Nigerian grades have faced tepid demand in the April-trade cycle as ample availability of lower-priced alternatives such as US WTI, Caspian CPC Blend and other Mediterranean grades enticed European buyers. The trade cycle has since shifted to May, with as many as 15 April-loading Nigerian cargoes still looking for buyers, according to market participants.
Nigeria’s upstream regulator NUPRC in March outlined a plan to add 1.07 million bpd to the country’s liquids output by December 2026. The plan forecasts an injection of capital into Nigerian oil blocks through joint ventures, production-sharing contracts and sole risk contracts, the report said.
Nigeria has struggled to mobilise upstream investment and has consistently fallen short of less ambitious production growth targets in recent years. The country’s crude production fell by 4.5 per cent on the month to 1.47 million bpd in February, according to the Nigerian Upstream Petroleum Commission (NUPRC) — just under its OPEC+ quota of 1.5 million bpd.
Also, a report by the organisation has stated that Nigeria’s independently-owned 650,000 bpd Dangote refinery is commissioning its alkylation unit, which will enable it to run its Crude Distillation Unit (CDU) at operating capacity “some time next month”, according to a source with knowledge of the matter.
The source said CDU capacity is 550,000 b/d currently, although vessel tracking data suggest it is running some way below that.
Crude arrivals at the refinery to date in March have fallen to between 175,000-235,000 bpd, according to preliminary data from vessel trackers Kpler and Vortexa, from 405,000 bpd in February. Throughput hit a high of 433,000 bpd in December, according to Kpler.
The alkylation line, which produces high octane alkylate for gasoline (petrol) blending, is the last of Dangote’s secondary units to come online. Argus Consulting puts it at a nameplate capacity of 27,000 bpd. Other secondary units could be utilised at their maximum capacity once the alkylation unit is up and running, which would give a boost to gasoline blending component production.

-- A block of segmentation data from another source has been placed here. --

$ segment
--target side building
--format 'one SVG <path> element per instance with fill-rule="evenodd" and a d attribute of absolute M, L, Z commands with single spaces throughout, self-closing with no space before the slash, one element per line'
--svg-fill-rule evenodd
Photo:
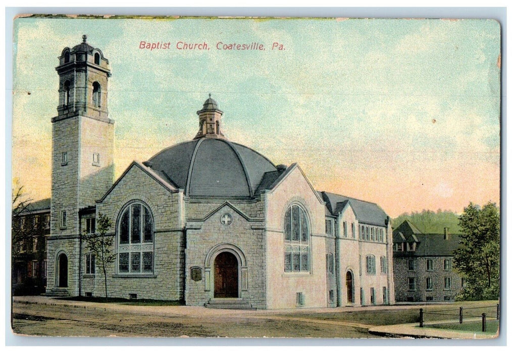
<path fill-rule="evenodd" d="M 450 301 L 465 285 L 453 268 L 459 235 L 425 234 L 409 220 L 393 231 L 393 269 L 395 299 L 403 301 Z"/>
<path fill-rule="evenodd" d="M 12 219 L 12 291 L 14 295 L 45 293 L 50 199 L 32 202 Z"/>

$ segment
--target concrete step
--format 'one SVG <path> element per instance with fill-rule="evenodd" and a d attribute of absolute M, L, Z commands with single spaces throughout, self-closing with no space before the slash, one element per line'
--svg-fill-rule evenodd
<path fill-rule="evenodd" d="M 216 298 L 210 299 L 204 304 L 206 307 L 212 309 L 238 309 L 242 310 L 255 310 L 255 307 L 248 300 L 237 298 Z"/>

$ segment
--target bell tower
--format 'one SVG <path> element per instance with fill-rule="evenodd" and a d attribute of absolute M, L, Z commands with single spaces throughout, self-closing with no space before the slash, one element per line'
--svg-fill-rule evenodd
<path fill-rule="evenodd" d="M 194 140 L 202 137 L 213 139 L 224 139 L 221 130 L 221 118 L 223 112 L 219 109 L 217 102 L 211 98 L 211 94 L 203 104 L 203 108 L 197 111 L 199 116 L 199 131 Z"/>
<path fill-rule="evenodd" d="M 101 51 L 87 36 L 82 39 L 58 58 L 57 115 L 51 119 L 47 292 L 68 295 L 78 294 L 79 211 L 94 207 L 114 179 L 114 120 L 107 109 L 110 67 Z"/>

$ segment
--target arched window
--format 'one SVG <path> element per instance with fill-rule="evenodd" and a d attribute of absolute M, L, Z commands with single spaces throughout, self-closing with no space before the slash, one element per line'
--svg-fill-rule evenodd
<path fill-rule="evenodd" d="M 94 106 L 100 106 L 101 100 L 101 86 L 97 82 L 93 83 L 93 102 Z"/>
<path fill-rule="evenodd" d="M 370 274 L 375 273 L 375 257 L 373 255 L 366 257 L 366 273 Z"/>
<path fill-rule="evenodd" d="M 380 272 L 386 273 L 386 268 L 387 263 L 386 262 L 386 256 L 380 256 Z"/>
<path fill-rule="evenodd" d="M 285 272 L 309 272 L 309 226 L 298 205 L 290 206 L 285 215 Z"/>
<path fill-rule="evenodd" d="M 121 213 L 118 232 L 119 273 L 153 272 L 153 218 L 150 209 L 134 202 Z"/>
<path fill-rule="evenodd" d="M 64 105 L 66 106 L 69 105 L 69 92 L 71 86 L 71 83 L 69 80 L 66 80 L 64 82 Z"/>

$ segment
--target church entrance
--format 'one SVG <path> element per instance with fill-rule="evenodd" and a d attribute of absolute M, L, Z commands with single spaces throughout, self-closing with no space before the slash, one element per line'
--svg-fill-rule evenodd
<path fill-rule="evenodd" d="M 238 297 L 238 260 L 225 251 L 215 258 L 214 298 Z"/>
<path fill-rule="evenodd" d="M 347 271 L 347 275 L 345 277 L 346 284 L 347 285 L 347 301 L 349 303 L 354 302 L 354 287 L 353 279 L 351 271 Z"/>
<path fill-rule="evenodd" d="M 59 255 L 59 286 L 68 286 L 68 256 L 66 254 Z"/>

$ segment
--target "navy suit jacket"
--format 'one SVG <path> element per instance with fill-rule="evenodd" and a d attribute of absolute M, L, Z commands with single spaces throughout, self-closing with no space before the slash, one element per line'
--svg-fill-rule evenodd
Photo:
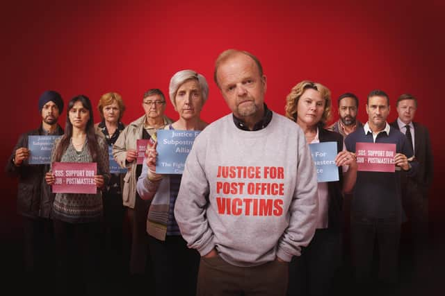
<path fill-rule="evenodd" d="M 426 194 L 432 182 L 433 170 L 430 133 L 424 125 L 414 121 L 412 124 L 414 126 L 414 156 L 419 162 L 419 169 L 417 175 L 410 178 L 417 183 L 423 194 Z M 391 123 L 390 125 L 399 130 L 397 120 Z"/>

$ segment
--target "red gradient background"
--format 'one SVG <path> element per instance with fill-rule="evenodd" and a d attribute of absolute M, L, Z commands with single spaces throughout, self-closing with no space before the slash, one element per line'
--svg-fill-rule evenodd
<path fill-rule="evenodd" d="M 341 94 L 355 93 L 362 121 L 371 89 L 389 95 L 391 121 L 396 118 L 396 98 L 405 92 L 416 96 L 416 120 L 429 128 L 435 155 L 431 225 L 438 229 L 442 223 L 443 1 L 63 2 L 3 3 L 3 164 L 19 134 L 40 124 L 38 99 L 46 89 L 59 92 L 65 103 L 83 94 L 95 105 L 102 94 L 118 92 L 128 123 L 143 114 L 145 91 L 157 87 L 167 94 L 171 76 L 193 69 L 210 86 L 202 117 L 214 121 L 229 111 L 213 82 L 213 63 L 221 51 L 235 48 L 259 57 L 268 79 L 266 102 L 280 114 L 291 88 L 304 79 L 330 88 L 335 106 Z M 177 117 L 170 102 L 167 114 Z M 338 119 L 337 108 L 333 114 L 332 121 Z M 99 121 L 97 112 L 95 118 Z M 1 184 L 2 241 L 19 241 L 17 181 L 3 173 Z"/>

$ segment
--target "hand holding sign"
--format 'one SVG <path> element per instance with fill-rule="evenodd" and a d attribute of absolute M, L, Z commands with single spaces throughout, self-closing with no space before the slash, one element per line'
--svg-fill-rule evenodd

Recent lower runs at Dangote could suggest decreased output of gasoline — a key product in the local refined product market. Nigerian gasoline and blending component imports are around 345,000t to date this month, up from 245,000t in all of February, the report said.
Petrol imports in the wider west African market will be around 450,000 tons in April, a European petrol trader told Argus this week. Nigeria accounts for around three quarters of the region’s imports.

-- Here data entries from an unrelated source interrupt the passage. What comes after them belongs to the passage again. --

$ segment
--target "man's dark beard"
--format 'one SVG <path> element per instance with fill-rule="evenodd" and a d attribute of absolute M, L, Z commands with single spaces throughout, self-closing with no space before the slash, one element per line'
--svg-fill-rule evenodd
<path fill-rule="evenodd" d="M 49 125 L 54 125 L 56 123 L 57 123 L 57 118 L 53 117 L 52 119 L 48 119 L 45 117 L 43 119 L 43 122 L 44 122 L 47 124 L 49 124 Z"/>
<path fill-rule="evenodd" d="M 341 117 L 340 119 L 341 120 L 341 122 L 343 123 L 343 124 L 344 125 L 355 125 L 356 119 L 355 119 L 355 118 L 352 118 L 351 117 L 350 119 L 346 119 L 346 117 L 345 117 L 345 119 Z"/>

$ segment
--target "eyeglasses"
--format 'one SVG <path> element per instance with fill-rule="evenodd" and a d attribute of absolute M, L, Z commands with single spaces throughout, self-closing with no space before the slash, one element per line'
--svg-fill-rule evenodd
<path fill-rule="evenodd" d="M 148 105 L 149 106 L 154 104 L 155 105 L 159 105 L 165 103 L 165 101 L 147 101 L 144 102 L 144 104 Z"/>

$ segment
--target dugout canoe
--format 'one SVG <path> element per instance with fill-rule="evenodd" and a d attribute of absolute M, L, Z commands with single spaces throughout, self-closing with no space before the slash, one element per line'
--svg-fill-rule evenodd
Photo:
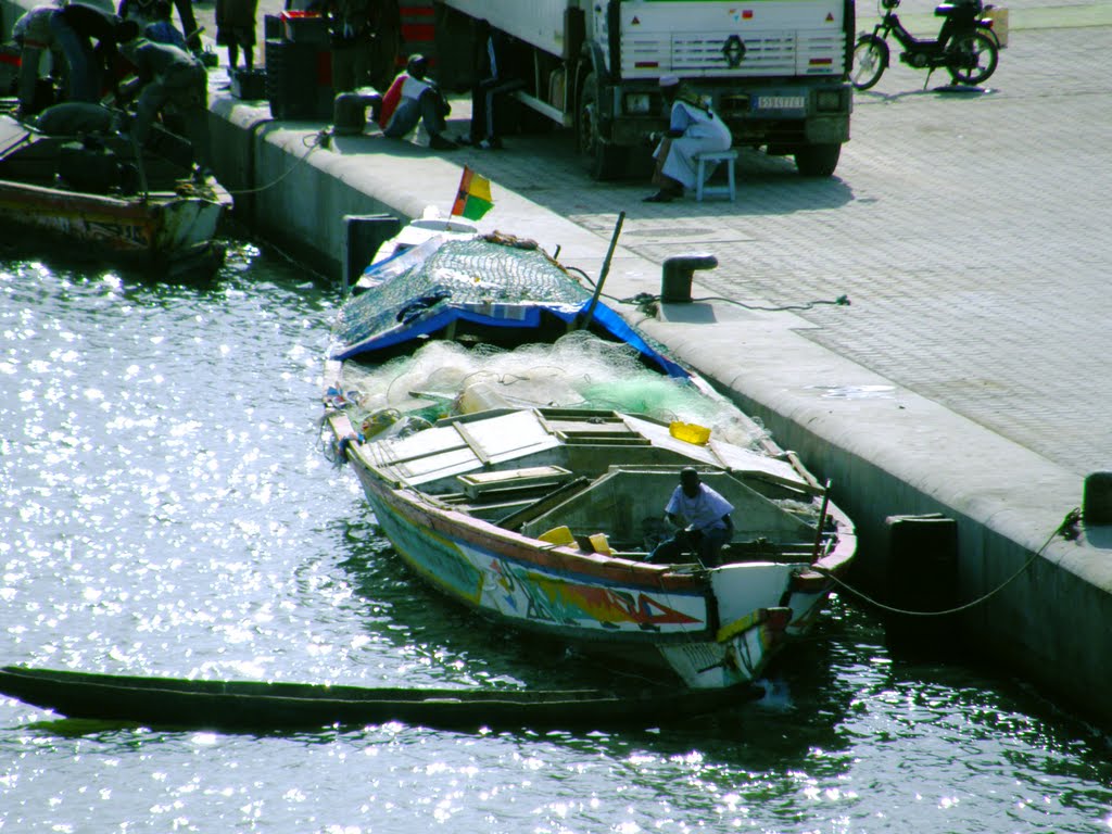
<path fill-rule="evenodd" d="M 272 731 L 387 722 L 480 727 L 653 727 L 737 706 L 748 688 L 492 691 L 189 681 L 4 666 L 0 693 L 70 718 L 217 731 Z"/>

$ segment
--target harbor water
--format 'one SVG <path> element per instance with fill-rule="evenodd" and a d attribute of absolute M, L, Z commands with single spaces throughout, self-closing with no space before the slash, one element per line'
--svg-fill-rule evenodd
<path fill-rule="evenodd" d="M 202 284 L 0 254 L 0 664 L 625 682 L 405 574 L 320 446 L 337 305 L 247 242 Z M 765 688 L 713 717 L 576 733 L 217 734 L 0 697 L 0 832 L 1112 830 L 1104 733 L 992 671 L 893 654 L 845 594 Z"/>

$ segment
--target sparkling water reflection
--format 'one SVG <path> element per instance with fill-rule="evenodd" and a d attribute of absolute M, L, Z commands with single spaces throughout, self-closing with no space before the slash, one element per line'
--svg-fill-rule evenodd
<path fill-rule="evenodd" d="M 445 607 L 320 454 L 336 299 L 0 260 L 3 663 L 391 686 L 615 674 Z M 654 732 L 220 735 L 0 699 L 8 832 L 1106 832 L 1106 738 L 835 599 L 755 705 Z"/>

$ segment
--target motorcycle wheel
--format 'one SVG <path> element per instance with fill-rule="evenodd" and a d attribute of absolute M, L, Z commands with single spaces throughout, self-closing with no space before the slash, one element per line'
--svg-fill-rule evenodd
<path fill-rule="evenodd" d="M 875 34 L 863 34 L 853 50 L 853 69 L 850 82 L 856 90 L 874 87 L 888 66 L 888 44 Z"/>
<path fill-rule="evenodd" d="M 996 41 L 984 32 L 960 34 L 946 50 L 946 69 L 955 83 L 976 87 L 996 71 L 1000 49 Z"/>

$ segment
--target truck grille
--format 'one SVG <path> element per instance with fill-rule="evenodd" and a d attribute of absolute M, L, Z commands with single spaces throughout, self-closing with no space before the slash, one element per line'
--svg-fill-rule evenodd
<path fill-rule="evenodd" d="M 703 78 L 841 76 L 845 43 L 841 32 L 764 31 L 747 33 L 736 67 L 726 57 L 729 32 L 625 34 L 622 77 L 654 78 L 668 72 Z"/>

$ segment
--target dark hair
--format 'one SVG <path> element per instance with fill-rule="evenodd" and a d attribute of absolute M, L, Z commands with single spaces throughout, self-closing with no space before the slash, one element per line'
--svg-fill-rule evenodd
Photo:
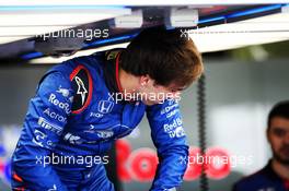
<path fill-rule="evenodd" d="M 120 67 L 140 76 L 148 74 L 157 84 L 188 86 L 203 71 L 201 56 L 193 40 L 180 29 L 143 29 L 120 55 Z"/>
<path fill-rule="evenodd" d="M 289 100 L 282 100 L 280 103 L 277 103 L 273 109 L 270 110 L 269 115 L 268 115 L 268 128 L 267 130 L 269 130 L 270 123 L 271 123 L 271 119 L 274 117 L 282 117 L 282 118 L 287 118 L 289 119 Z"/>

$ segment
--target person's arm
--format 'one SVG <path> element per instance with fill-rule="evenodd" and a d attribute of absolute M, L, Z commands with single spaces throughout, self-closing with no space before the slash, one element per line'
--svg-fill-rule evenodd
<path fill-rule="evenodd" d="M 159 157 L 151 191 L 173 191 L 183 181 L 188 159 L 188 146 L 178 104 L 165 100 L 163 104 L 149 106 L 147 117 Z"/>
<path fill-rule="evenodd" d="M 12 156 L 13 190 L 67 190 L 48 160 L 67 123 L 72 98 L 71 83 L 60 72 L 49 73 L 41 82 Z"/>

Also, Nigeria’s 210,000 bpd Port Harcourt refinery has been allocated three cargoes of domestic light sweet crude Bonny Light in April-May, according to traders, suggesting that any issues affecting receipts in February and March might have been resolved.
The refinery — which restarted operations late last year following a revamp — has been allocated a 950,000 barrels cargo loading over 5-6 April and two 475,000 barrels shipments loading over 22-23 April and 1-2 May, traders said, citing the latest loading programmes. All three cargoes are to be loaded by the refinery’s operator, state-owned NNPC.
Market sources said last month that Port Harcourt’s February and March crude allocations had been cancelled, with one of the sources saying a crude unit at the refinery was not functioning.
This was not confirmed by NNPC. And a source at the company has since told Argus that a 475,000 barrels shipment of Bonny Light had been due to be pumped to Port Harcourt before operations at the grade’s export terminal were briefly disrupted by a fire on the Trans Niger Pipeline (TNP) last week.
The Renaissance Africa consortium — which recently took over operatorship of the TNP and the Bonny terminal from Shell — said pipeline flows were restored on March 19.
Port Harcourt — which is designed to run Bonny Light — was originally built as two refineries, and rehabilitation work has only been completed at one 60,000 bpd section.
Total loadings of Bonny Light have been revised to 209,000 bpd for April across seven cargoes and have been set at 202,000 bpd for May across the same number of cargoes.